A less than pleasant bike ride through North Philadelphia.
My friend called me down to his apartment for a visit, a longstanding townhouse in the belly of the beast that is Philadelphia. Years prior five men were shot dead on the doorstep, but the area itself has made strides in cleaning up the area, and in less than a decade, the area was refurbished by leaps and bounds.
As I drove down the narrow streets, through a tunnel of cars on blocks and organic debris roaming the infested alleyways, I noted the addresses on the prefabricated buildings. “3456, 3459, 346..1″; I had arrived.
The plan was to map out our course of action and bike our way to a concert several miles in to uncharted terrain. We sat on his rooftop, as I gazed over at the city skyline, teeming with thousands of lives going about their own transgressions. I kept my feet rooted deeply in the center of the rooftop, not caring to stimulate my sense of vertigo. My shrewd actions led to the amusement of others.
As we prepared ourselves for the voyage we found ourselves en route to an area with which none of us were familiar. No matter where you are in the city, whether it is two in the morning, or four in the afternoon, there will always be somebody, somewhere, roaming the streets, for better or for worse.
As we drove farther and farther towards our goal, the area seemed to spring in to darkness. The streets were festering with garbage, as syringes, cigar wrappers, and assorted odors poured from bags brimming with obscure colors and textures. The dilapidated buildings were basically falling apart as the seams, crackling pillars and all.
“This is the type of place that police are scared to go” I said out loud.
I turned my head to the glimpse of a silhouette, only to find an empty porch beneath a caged awning. “Crap” exclaimed my friend Julian, staggering behind me “my chain broke”.
We huddled in the middle of the Ghost Town, and a very disgruntled Julian flipped the bike upside down. Only then did a shady character make himself apparent.
“Y’all fellas want some champagne?”
Out staggered a drunkard, slurring his rhythms, pointing to his crotch inquiring as to whether we were interested in his “champagne”.
“I think we’re just fine” said Julian with a forced smile and a distant response.
We did all we could not to chuckle, and I reached in to my pocket to feel around for loose change. This man seemed dismal and deranged, with a look of a hardened warrior in his now twitching eyes.
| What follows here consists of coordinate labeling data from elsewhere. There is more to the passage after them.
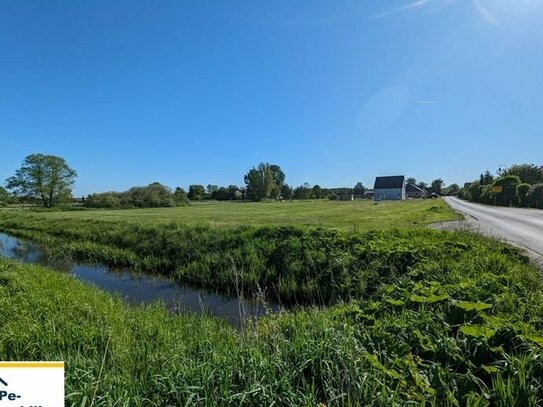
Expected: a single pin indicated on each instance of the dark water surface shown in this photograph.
(137, 287)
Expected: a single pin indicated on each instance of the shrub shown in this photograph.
(522, 194)
(535, 196)
(509, 185)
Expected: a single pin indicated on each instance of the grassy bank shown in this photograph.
(362, 215)
(460, 329)
(286, 264)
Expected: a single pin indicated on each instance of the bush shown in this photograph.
(535, 196)
(509, 185)
(522, 194)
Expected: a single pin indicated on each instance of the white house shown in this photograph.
(389, 188)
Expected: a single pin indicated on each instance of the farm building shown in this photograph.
(389, 188)
(413, 191)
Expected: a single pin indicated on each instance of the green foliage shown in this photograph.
(359, 189)
(154, 195)
(303, 192)
(4, 195)
(196, 192)
(528, 173)
(535, 196)
(522, 194)
(359, 214)
(286, 191)
(264, 181)
(180, 197)
(519, 184)
(451, 190)
(45, 177)
(509, 185)
(442, 319)
(486, 179)
(436, 186)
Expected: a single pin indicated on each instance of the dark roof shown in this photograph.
(397, 181)
(412, 188)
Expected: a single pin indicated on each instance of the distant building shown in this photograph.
(389, 188)
(413, 191)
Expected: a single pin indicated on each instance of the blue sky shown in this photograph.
(180, 92)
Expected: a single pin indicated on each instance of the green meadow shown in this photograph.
(381, 311)
(360, 214)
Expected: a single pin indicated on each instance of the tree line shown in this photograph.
(48, 180)
(520, 185)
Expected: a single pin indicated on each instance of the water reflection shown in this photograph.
(137, 287)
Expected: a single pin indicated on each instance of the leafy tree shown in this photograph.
(437, 186)
(509, 189)
(211, 191)
(4, 196)
(154, 195)
(111, 200)
(196, 192)
(486, 179)
(180, 197)
(317, 192)
(535, 196)
(286, 191)
(234, 192)
(359, 189)
(528, 173)
(522, 194)
(303, 192)
(46, 177)
(452, 189)
(264, 181)
(422, 185)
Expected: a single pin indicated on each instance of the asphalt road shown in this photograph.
(520, 226)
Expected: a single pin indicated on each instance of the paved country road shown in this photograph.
(520, 226)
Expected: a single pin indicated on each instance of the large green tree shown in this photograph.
(437, 186)
(196, 192)
(264, 181)
(45, 177)
(528, 173)
(4, 196)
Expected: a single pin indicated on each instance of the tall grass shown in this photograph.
(463, 327)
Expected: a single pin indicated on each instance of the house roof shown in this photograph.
(413, 188)
(397, 181)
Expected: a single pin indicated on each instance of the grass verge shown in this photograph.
(460, 324)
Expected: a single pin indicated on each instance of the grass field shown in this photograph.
(363, 215)
(386, 317)
(266, 247)
(460, 326)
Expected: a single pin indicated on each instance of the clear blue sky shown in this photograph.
(131, 92)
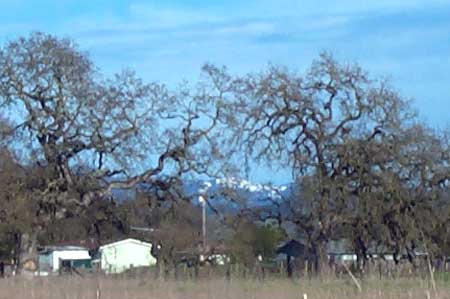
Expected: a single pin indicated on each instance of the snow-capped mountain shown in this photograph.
(232, 194)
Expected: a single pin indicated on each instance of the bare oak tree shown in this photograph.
(90, 135)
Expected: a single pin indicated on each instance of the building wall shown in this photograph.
(116, 258)
(69, 255)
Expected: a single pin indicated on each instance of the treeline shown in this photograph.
(368, 171)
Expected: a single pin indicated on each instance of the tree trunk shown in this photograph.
(28, 255)
(320, 258)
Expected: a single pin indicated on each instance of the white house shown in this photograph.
(52, 258)
(120, 256)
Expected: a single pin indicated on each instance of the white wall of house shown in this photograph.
(129, 253)
(69, 255)
(52, 256)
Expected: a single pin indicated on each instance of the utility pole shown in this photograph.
(202, 200)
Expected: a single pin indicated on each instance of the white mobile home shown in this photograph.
(52, 258)
(126, 254)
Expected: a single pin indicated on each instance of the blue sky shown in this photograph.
(407, 41)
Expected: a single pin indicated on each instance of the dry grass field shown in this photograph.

He attempted to take the bike, and was now screaming at the top of his lungs whilst removing tattered clothing from his bruised and malnourished body.
Behind us we heard inaudible whispers and the vernacular of the area. The bike was ready and Julian sped off ahead. I attempted to zoom of myself, but the man refused to release my handlebars. In a panic he began screaming and tightening his grip, with wads of spit being flung through the gaps in his decaying gum line.
Then it all stopped.
I opened my eyes to see Julian standing over me holding half of a cinder block covered with tar, no doubt from one of the nearby building being burned to the ground. The man lay motionless on the floor, convulsing every now and again only to prove he would inevitably cease to be.
I looked up at Julian, perplexed yet somewhat relieved, and strangely not stricken with consequence.
“Help me fit some of this in to my bag”.
I could not believe what I was hearing. Julian walked over to my bike and removed the chain before I began to pedal away, as if he saw the inkling of an action manifesting itself within me.
Before I could ask questions, I saw him crush the collar bone, his hands together over his head a deadly hammer, forcing the human form in to jello. He beat the body for several minutes, not even giving me a second glance as I watched on from a distance in horror.
I felt the cold air wrap its all encompassing arms across my neck, as the chill burned away at the fibrillose in my respiratory tract, dangling pressure sharpening around my jugular. My pulse began beating like a drum roll.
As he stuffed the play doh man in to his messenger bag, he tore away tenderized flesh with his carnivorous fangs with an uninhibited roar of primal aggression, pressing the now gushing shell deep in to the school bag. He continued until he was about torso deep, and with a deep shudder I noticed the blood soaking in to the material.
I felt the hairs rise on the back of my neck. That feeling you get, when you look over the side of a roof to certain oblivion, or reprehensible act of brutal animosity, the churning of the stomach, the instinctual alarms blaring, warning you that the situation is potentially dangerous, a body pleading for distance, for control, from a looming terror.
I looked down to see ligaments hanging from his savage jaws, my chest weak and my sense of identity now depleted. Julian was deranged; he had no fear.
I was looking at an animal. He was looking back at an unsatisfied craving.
My knees buckled as I turned my back on the situation, only to see the dark abyss surrounding me. What I would give to have my initial fears realized, to have walked out of that concert to a broken chain and two stolen bikes, for that man to be standing before us brandishing brass knuckles, to go home wallet less and blissfully naïve to the rooftops and the underground.
Not knowing what the word safe meant anymore, I began to weep uncontrollably. Julian looked up at me with a sinister smile, and proceeded to pat my shoulder.
“Don’t worry, pal” he said. “I’ve got bigger plans for you.”